With three strikes registered, Morris again introduces Fred's wife, a female Judas, who tells us how she wanted a divorce and asked her husband to move out of his own home. She explains ever so delicately: “If I never saw him again that would be fine” (with wives like these…!). We begin to think the deck is stacked at this point when along comes David Irving. Irving was given a 30 second shot earlier in Morris' documentary to say he felt Leuchter was innocent of any charges of malevolence because he was, in essence, “a simpleton” (but that Leuchter's findings nevertheless allowed him to become a hardcore disbeliever). Now one hopes his second utterance will somehow help redress the balance. Instead, Irving says (or at least what Morris uses of what Irving said is) that Leuchter “had no idea what he was blundering into;” that “he came from nowhere and went back to nowhere.” Strike five!
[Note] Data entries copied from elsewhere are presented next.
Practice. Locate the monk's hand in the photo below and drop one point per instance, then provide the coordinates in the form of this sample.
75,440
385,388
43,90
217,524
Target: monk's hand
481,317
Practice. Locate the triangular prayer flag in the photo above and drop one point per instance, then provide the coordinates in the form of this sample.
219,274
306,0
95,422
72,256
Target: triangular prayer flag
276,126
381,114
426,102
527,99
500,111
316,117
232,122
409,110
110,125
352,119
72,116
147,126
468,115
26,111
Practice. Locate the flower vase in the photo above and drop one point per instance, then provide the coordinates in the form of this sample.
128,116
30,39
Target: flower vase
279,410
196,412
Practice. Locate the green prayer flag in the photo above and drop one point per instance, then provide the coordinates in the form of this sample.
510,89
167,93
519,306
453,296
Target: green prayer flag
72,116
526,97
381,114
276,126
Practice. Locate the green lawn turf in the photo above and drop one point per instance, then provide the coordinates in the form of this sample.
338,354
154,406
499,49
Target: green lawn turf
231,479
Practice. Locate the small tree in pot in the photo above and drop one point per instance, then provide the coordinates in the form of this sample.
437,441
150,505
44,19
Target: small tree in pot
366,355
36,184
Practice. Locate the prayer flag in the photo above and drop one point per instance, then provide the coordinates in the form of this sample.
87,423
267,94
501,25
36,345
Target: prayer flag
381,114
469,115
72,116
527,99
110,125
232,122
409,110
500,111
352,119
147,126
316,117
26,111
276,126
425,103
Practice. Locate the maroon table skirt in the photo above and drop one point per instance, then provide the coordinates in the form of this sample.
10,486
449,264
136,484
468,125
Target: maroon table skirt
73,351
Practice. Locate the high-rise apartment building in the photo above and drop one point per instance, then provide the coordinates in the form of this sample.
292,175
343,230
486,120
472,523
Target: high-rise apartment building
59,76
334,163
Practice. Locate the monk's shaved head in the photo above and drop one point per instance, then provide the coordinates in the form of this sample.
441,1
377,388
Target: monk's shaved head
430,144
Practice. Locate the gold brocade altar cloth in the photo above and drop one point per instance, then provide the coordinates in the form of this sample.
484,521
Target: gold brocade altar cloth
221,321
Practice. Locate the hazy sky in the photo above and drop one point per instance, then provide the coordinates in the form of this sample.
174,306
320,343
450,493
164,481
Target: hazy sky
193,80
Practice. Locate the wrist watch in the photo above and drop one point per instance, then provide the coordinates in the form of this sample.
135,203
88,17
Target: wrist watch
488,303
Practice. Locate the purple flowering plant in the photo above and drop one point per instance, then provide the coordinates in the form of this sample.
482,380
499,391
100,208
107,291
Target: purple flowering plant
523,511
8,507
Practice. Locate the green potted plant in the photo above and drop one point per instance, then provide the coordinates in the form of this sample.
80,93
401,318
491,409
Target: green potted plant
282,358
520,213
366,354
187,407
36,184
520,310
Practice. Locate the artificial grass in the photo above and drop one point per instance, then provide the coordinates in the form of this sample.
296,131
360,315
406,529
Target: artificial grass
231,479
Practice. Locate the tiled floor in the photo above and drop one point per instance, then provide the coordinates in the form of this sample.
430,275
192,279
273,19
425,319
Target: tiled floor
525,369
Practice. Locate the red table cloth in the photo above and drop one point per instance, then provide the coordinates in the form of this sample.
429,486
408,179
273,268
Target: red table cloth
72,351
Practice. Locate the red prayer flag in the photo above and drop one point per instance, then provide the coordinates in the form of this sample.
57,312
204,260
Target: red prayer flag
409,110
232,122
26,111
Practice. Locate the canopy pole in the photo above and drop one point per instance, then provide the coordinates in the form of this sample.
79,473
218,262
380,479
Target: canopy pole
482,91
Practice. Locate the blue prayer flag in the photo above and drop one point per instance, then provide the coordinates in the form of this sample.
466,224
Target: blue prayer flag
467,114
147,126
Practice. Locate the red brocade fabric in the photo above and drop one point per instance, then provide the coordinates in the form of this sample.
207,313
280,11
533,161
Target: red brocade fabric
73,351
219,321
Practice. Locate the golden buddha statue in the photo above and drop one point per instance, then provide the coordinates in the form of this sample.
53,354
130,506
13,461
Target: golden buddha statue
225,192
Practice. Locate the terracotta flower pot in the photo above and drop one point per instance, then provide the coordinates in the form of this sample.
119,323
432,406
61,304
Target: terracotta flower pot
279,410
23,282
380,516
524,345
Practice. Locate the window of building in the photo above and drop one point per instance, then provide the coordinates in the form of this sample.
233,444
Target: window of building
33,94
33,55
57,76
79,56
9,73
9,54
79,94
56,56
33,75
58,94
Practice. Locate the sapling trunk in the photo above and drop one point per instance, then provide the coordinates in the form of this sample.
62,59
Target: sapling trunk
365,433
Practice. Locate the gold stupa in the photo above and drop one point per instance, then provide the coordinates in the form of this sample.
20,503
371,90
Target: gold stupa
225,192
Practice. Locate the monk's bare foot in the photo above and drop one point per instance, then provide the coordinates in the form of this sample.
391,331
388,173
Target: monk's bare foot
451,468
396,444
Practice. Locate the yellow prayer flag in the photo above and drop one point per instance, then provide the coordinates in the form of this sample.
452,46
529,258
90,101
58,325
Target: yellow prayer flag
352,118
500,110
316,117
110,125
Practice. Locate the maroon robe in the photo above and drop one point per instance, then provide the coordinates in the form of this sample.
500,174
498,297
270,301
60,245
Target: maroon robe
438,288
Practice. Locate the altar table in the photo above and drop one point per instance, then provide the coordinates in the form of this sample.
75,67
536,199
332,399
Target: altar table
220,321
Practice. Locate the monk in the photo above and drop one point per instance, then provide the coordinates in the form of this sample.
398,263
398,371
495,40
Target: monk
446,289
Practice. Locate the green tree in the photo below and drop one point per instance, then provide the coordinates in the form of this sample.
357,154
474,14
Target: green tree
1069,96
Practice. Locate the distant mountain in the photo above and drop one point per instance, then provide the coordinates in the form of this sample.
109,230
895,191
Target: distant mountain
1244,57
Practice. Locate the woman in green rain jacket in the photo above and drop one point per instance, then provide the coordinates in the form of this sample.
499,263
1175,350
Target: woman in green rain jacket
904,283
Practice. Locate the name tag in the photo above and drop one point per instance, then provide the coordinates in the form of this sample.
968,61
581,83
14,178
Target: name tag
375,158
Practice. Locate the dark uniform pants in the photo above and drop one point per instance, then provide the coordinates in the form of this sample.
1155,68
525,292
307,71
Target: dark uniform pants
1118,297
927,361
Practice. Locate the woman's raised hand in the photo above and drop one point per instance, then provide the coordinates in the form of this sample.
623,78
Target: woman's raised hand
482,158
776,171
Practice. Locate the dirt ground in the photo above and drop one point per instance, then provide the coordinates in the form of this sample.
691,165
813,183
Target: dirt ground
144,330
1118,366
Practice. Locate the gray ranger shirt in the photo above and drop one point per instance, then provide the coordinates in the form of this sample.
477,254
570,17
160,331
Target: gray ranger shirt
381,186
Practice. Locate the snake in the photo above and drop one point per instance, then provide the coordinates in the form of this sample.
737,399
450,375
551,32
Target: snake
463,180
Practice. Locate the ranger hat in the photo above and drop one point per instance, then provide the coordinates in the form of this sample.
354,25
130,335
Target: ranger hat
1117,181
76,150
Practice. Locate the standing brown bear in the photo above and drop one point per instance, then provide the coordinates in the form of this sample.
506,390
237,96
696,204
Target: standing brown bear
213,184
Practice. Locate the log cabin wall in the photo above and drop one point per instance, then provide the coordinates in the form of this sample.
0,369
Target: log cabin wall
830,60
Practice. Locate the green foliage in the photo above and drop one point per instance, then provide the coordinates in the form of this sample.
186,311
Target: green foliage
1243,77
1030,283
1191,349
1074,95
If the foregoing seems stilted and damning, Fred is given three points in the final sequence which recoup his image somewhat: first, he is allowed to state he is not an “anti-Semite” and bears no ill-will towards Jews in general but only those who expressed an intent to destroy him; second, Fred tells the camera he did everything he could to substantiate the existence of the gas chambers and yet was simply unable; lastly, Fred tells us a rather odd but humane tale about children allowed to visit the prison where his father worked and sit in the electric chair, there being a positive outcome which Fred applies to his own situation in the aftermath of his ordeal. Indeed, metaphorically at least, Fred was placed in the “hot seat” and given the jolt of his life and yet survived though his life was thereafter ruined. And that's enough to teach any attention seeker.
Notes
- [1]
- According to a telecon with Edinburgh Filmhouse Director Ken Ingles, on or about 14 January 2000.
- [2]
- I recall there were only two instances during the film where the mostly student audience laughed: once was when Leuchter's wife Carolynn explained she met her husband-to-be during the time he frequented her coffee shop on his way to the gun club.
- [3]
- The author recalls attempts to call Alpha Analytic back in 1995 and finding the phone no longer in service. Similarly, a letter mailed to Mr. Roth at his company's address was returned as “undeliverable.”